Thursday, July 14, 2022

Edward Burtynsky's "In the Wake of Progress"

Back only a day from staring at the lake and already lots going on. I hate to bring you down, but I just came from Edward Burtynsky's In the Wake of Progress exhibition. He travels the world taking magnificent photographs and film of the devastation wrought by humankind — strip mines, housing projects, car lots, garbage dumps, industrial wastelands. The show opens with glorious footage inside a BC rainforest, and then he pans back to show the horror of clear-cutting. He shows people in third world countries living in the most appalling conditions, thanks to us - people rummaging in garbage in Africa, thousands lined up in factories in China making clothing and electronics. It is to weep.

If you're in Toronto, I do urge you to see it - it's at the COC centre on Front Street for a few more days, produced by Luminato. I had one complaint that I passed on to them - the pounding music is way too loud. The film is hard enough to watch, they don't need to assault us with sound. But see it if you can. It's depressing as hell, but we need to be reminded. And there are brochures of all kinds of good causes on the way out, including BC's Ancient Forest Alliance and one to stop Highway 113 that I will definitely sign up for.

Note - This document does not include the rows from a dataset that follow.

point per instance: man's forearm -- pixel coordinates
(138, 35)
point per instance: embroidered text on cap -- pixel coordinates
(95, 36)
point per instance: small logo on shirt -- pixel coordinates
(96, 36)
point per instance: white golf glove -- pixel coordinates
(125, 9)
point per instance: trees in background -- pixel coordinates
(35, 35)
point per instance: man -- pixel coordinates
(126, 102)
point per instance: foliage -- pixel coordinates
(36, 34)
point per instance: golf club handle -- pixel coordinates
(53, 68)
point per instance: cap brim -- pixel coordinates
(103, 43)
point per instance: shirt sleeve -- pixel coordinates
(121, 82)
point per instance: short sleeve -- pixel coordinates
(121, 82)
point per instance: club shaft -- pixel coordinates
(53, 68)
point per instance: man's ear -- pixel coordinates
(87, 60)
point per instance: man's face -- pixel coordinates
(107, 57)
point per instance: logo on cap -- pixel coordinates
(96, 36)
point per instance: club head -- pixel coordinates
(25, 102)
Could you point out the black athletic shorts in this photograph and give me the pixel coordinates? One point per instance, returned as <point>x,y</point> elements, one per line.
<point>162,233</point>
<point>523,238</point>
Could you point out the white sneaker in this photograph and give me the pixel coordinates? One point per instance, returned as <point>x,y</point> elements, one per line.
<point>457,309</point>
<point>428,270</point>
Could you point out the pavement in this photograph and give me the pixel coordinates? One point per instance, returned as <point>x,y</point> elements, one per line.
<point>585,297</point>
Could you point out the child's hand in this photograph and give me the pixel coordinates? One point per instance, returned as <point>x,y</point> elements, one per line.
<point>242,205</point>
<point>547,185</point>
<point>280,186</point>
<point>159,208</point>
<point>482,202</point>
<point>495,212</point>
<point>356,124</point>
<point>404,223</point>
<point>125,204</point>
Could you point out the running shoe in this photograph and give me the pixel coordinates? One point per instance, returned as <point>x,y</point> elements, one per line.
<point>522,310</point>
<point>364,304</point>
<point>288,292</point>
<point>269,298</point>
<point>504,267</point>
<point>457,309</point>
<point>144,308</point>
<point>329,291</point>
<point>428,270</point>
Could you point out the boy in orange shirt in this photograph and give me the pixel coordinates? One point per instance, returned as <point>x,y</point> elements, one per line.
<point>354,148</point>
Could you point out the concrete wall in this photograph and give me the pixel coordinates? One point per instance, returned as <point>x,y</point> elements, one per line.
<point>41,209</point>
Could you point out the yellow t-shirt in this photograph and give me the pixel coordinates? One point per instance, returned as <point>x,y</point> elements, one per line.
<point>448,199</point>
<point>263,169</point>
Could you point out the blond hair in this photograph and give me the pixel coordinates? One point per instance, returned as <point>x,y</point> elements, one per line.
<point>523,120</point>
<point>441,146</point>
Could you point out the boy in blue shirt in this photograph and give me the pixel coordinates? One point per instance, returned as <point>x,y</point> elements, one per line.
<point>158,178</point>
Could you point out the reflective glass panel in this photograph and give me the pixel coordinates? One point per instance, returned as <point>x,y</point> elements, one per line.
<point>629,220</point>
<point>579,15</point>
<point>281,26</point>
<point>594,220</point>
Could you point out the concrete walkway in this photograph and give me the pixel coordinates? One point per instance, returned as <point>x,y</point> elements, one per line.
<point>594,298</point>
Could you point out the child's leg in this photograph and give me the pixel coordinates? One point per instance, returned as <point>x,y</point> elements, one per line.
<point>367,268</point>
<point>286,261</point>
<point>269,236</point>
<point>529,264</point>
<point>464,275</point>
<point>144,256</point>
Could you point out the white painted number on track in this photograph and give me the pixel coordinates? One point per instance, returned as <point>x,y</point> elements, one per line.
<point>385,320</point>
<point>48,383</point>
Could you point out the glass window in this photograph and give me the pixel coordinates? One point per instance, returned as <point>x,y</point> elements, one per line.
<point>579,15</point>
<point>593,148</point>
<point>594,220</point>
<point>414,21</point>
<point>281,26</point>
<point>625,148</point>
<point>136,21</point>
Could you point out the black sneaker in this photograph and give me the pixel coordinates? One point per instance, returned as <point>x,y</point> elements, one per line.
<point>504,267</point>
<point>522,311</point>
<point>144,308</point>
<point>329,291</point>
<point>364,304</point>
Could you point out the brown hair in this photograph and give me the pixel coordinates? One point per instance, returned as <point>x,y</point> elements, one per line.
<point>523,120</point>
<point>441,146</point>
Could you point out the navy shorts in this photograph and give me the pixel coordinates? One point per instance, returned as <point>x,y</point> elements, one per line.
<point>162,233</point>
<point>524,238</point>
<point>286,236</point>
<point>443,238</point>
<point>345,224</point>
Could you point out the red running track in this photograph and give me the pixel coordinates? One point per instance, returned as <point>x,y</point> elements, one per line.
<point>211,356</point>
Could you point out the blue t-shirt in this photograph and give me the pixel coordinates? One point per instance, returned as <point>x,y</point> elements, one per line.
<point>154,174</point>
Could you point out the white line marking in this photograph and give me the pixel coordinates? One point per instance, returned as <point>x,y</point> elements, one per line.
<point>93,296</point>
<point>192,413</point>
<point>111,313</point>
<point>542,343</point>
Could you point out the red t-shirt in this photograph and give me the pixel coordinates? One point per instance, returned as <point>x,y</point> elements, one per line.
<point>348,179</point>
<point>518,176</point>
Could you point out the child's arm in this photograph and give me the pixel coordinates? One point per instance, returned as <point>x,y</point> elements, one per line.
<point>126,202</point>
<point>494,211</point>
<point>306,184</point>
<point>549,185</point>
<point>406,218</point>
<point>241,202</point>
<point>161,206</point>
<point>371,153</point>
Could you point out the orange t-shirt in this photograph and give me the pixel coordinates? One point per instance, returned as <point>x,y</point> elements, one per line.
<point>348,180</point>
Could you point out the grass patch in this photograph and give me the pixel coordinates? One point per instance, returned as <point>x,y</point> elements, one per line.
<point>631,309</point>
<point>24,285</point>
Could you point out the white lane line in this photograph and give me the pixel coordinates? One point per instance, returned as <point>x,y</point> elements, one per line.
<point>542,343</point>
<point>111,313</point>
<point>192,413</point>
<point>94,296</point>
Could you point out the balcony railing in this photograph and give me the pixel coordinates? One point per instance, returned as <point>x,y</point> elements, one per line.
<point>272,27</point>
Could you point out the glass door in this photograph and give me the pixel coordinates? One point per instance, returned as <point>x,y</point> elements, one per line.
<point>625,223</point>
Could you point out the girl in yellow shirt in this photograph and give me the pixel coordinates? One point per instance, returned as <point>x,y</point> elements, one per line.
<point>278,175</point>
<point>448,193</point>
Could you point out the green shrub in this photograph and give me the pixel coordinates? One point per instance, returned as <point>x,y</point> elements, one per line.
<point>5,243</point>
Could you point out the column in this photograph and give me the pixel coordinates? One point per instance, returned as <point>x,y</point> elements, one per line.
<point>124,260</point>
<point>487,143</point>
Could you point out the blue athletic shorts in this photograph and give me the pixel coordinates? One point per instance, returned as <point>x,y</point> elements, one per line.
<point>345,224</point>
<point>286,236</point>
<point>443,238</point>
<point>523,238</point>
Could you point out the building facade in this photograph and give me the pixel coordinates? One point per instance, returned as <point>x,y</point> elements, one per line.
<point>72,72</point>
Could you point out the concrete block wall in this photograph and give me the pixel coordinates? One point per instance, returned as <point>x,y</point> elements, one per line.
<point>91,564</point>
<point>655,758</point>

And then coming out to the prosperous, increasingly desperate and angry city. Glad to ride home on my bike, polluting nothing. But I confess, on the way home, to cheer myself up, I stopped at Doubletake, where I go once a week. After mourning the devastation of our planet, I stopped to shop. Yes, it's a thrift store, and my clothes are almost entirely second-hand, but still, talk about "an uneasy contradiction," as Burtynsky does, above. That's the problem, the human urge to consume. How to stop? 

I bought a pale blue linen top. It's beautiful. Do I need it? No. Do I love it? Yes. And had a long chat with Samia, my friend from Bangladesh who works there. I'm happy to report she and her family have moved into affordable housing in Regent Park, a beautiful apartment, she says. So - good news. Thank God. 

Came home and went to prune the tomatoes. Will do my best to care for my little patch of earth. 

Another magnificent show with incredible photography last night — David Attenborough's The Green Planet, the world seen from the point of view of its plants with mind-boggling time lapse photography. He shows us plant predators and even carnivores, the miraculous way plants adapt in the struggle to survive. Of course, so many plants and their habitats endangered now. 

Did one more silly thing, and I tell you this though I know my friends will make fun of me. A doctor wrote an op-ed in the Star today about how older people are denigrated as past their prime though they often have many good productive years ahead of them - urging the elderly to keep going. He uses as an example of someone who produced brilliantly when young and then sadly faded away ... Paul McCartney! Can you imagine? This musician who's never stopped creating for over sixty years? So I wrote him a letter refuting his article, suggesting that if he'd done a modicum of research he'd see the man, at eighty, is in fighting creative trim. And mailed it to his hospital.

Does this woman know what really matters to fight in this world? Obviously not. Does Macca need me to defend him? Also not. And yet, defend him I do. I know, my energy should go to the rain forests and the old growth forests and fighting Highway 113. I'll do that too, I promise. Wearing my new top while doing so.